Do you think I have an empty life? or that a man jogging to his club has so much to interest and amuse him? - touch and try him too, but that goes along with the others: no pain, no pleasure, is the iron law. So here I stop again, and leave, as I left yesterday, my political business untouched. And lo! here comes my pupil, I believe, so I stop in time.
Since I last wrote, fifteen chapters of DAVID BALFOUR have been drafted, and five TIRES AU CLAIR. I think it pretty good; there's a blooming maiden that costs anxiety - she is as virginal as billy; but David seems there and alive, and the Lord Advocate is good, and so I think is an episodic appearance of the Master of Lovat.
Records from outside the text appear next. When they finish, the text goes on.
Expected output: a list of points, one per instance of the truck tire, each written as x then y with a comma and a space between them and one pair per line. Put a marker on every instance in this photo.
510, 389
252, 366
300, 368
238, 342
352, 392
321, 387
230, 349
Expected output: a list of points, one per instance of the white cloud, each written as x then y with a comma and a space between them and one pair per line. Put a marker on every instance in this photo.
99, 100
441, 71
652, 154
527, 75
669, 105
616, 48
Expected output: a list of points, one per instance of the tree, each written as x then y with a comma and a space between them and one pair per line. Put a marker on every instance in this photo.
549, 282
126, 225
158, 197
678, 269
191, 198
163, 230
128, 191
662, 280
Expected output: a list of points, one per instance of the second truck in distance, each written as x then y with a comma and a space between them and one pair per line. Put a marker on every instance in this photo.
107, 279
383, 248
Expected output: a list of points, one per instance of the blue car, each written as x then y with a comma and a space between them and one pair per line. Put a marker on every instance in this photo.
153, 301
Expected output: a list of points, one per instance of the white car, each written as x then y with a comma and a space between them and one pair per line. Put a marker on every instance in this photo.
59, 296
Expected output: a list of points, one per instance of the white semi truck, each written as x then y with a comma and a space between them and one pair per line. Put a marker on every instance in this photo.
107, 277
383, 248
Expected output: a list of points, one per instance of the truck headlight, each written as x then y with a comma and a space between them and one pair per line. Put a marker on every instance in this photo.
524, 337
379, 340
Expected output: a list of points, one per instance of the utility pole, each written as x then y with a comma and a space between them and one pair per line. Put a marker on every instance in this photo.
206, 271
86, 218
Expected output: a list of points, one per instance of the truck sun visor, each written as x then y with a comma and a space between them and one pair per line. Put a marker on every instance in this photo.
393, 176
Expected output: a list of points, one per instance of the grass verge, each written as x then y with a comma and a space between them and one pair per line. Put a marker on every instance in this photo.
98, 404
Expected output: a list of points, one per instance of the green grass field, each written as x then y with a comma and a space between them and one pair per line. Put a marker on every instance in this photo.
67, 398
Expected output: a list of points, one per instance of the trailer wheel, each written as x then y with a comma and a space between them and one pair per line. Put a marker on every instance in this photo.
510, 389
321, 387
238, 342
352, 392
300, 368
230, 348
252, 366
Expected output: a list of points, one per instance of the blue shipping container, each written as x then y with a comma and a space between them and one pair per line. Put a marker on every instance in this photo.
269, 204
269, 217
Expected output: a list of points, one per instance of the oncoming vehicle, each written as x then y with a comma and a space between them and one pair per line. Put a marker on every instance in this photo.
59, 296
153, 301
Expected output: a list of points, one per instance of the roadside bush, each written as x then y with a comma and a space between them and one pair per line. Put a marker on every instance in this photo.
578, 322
In Chapter XVII. I shall get David abroad - Alan went already in Chapter XII. The book should be about the length of KIDNAPPED; this early part of it, about D.'s evidence in the Appin case, is more of a story than anything in KIDNAPPED, but there is no doubt there comes a break in the middle, and the tale is practically in two divisions. In the first James More and the M'Gregors, and Catriona, only show; in the second, the Appin case being disposed of, and James Stewart hung, they rule the roast and usurp the interest - should there be any left. Why did I take up DAVID BALFOUR? I don't know. A sudden passion.
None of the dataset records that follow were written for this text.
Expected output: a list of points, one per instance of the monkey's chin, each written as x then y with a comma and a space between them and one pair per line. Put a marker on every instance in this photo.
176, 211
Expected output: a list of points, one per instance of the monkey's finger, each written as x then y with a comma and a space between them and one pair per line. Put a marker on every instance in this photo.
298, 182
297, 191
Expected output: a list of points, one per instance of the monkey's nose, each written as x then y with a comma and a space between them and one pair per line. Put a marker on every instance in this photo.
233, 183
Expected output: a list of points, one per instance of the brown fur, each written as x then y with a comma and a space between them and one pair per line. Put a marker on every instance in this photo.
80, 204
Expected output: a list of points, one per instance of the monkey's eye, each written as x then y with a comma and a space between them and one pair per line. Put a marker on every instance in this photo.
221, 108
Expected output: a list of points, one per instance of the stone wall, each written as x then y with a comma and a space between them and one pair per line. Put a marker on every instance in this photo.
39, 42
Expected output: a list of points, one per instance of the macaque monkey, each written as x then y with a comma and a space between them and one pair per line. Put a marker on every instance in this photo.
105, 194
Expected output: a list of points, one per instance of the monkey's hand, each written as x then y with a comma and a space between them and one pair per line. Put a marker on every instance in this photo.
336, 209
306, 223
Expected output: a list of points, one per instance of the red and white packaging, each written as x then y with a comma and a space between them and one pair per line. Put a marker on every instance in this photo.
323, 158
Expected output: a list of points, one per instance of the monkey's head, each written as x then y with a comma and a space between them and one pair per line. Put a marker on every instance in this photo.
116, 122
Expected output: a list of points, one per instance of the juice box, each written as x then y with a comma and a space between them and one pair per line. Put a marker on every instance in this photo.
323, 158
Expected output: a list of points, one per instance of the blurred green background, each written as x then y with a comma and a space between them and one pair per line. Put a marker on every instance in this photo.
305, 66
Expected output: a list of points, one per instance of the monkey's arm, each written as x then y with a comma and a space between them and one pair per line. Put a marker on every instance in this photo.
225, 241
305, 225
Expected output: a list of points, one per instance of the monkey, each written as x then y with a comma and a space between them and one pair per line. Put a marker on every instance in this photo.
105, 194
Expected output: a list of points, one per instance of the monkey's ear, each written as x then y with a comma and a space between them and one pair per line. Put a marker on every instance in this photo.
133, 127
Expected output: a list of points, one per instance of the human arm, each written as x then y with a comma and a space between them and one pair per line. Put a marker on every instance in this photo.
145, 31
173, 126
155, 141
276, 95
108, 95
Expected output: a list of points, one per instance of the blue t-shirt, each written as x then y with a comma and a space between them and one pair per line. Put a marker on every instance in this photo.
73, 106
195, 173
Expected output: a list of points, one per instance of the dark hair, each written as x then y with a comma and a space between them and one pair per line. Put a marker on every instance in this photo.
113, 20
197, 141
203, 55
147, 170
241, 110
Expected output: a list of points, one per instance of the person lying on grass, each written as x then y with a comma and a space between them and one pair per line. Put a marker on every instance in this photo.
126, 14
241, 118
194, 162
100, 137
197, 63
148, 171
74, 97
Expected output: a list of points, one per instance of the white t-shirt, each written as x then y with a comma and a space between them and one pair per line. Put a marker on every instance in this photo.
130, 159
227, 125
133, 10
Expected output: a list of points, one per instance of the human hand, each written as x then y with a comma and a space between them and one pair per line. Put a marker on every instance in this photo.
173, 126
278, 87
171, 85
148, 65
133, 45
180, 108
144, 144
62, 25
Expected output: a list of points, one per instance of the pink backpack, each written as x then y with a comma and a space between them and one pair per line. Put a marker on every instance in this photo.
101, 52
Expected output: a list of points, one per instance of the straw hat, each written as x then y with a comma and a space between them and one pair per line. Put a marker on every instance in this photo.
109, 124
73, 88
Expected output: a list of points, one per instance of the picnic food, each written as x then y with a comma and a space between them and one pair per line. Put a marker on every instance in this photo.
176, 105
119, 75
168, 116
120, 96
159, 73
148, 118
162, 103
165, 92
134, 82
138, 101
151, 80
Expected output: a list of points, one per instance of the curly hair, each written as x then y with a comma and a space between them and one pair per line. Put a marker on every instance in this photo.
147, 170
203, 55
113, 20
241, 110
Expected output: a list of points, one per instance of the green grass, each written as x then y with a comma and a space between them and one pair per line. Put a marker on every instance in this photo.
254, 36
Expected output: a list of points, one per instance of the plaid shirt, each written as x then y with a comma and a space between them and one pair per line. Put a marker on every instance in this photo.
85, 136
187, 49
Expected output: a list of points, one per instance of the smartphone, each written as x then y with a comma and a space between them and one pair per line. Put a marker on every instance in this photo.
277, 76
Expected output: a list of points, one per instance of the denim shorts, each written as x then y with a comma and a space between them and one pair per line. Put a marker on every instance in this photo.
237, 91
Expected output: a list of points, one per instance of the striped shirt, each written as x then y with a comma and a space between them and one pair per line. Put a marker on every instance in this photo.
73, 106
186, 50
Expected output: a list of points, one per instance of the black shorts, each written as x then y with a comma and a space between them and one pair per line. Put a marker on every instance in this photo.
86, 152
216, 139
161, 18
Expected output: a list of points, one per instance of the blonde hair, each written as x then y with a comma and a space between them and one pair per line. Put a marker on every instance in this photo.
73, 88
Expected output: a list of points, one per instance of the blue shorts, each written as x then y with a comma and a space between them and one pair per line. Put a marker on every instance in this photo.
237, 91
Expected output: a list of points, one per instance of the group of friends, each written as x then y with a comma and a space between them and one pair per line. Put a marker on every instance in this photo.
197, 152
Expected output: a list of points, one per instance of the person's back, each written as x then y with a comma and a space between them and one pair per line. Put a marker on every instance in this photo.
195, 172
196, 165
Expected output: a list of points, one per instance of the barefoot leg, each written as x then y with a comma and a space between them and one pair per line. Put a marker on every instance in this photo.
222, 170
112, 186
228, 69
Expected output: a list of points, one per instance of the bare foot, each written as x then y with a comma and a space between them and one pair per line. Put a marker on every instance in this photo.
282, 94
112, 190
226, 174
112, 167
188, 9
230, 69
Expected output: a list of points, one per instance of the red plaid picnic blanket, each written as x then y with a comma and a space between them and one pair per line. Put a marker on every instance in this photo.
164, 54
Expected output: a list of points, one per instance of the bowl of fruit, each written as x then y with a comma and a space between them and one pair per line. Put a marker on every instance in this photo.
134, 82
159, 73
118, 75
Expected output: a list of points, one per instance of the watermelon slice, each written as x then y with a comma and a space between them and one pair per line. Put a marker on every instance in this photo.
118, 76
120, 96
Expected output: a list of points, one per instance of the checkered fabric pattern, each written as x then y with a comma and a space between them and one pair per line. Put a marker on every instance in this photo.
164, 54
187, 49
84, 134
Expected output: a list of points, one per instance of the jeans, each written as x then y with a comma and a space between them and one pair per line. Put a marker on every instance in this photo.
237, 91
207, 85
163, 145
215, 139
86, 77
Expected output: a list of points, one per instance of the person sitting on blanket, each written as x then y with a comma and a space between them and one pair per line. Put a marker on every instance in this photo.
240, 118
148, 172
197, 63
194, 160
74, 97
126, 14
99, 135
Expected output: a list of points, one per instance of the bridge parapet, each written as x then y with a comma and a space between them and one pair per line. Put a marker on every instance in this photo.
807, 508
Monday, I went down in the rain with a colic to take the chair at a public meeting; dined with Haggard; sailed off to my meeting, and fought with wild beasts for three anxious hours. All was lost that any sensible man cared for, but the meeting did not break up - thanks a good deal to R. L. S. - and the man who opposed my election, and with whom I was all the time wrangling, proposed the vote of thanks to me with a certain handsomeness; I assure you I had earned it . . . Haggard and the great Abdul, his high-caste Indian servant, imported by my wife, were sitting up for me with supper, and I suppose it was twelve before I got to bed. Tuesday raining, my mother rode down, and we went to the Consulate to sign a Factory and Commission. Thence, I to the lawyers, to the printing office, and to the Mission. It was dinner time when I returned home.
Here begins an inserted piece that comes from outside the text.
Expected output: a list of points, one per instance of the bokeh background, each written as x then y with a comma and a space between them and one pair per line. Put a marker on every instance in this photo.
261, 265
This morning, our cook-boy having suddenly left - injured feelings - the archangel was to cook breakfast. I found him lighting the fire before dawn; his eyes blazed, he had no word of any language left to use, and I saw in him (to my wonder) the strongest workings of gratified ambition. Napoleon was no more pleased to sign his first treaty with Austria than was Lafaele to cook that breakfast.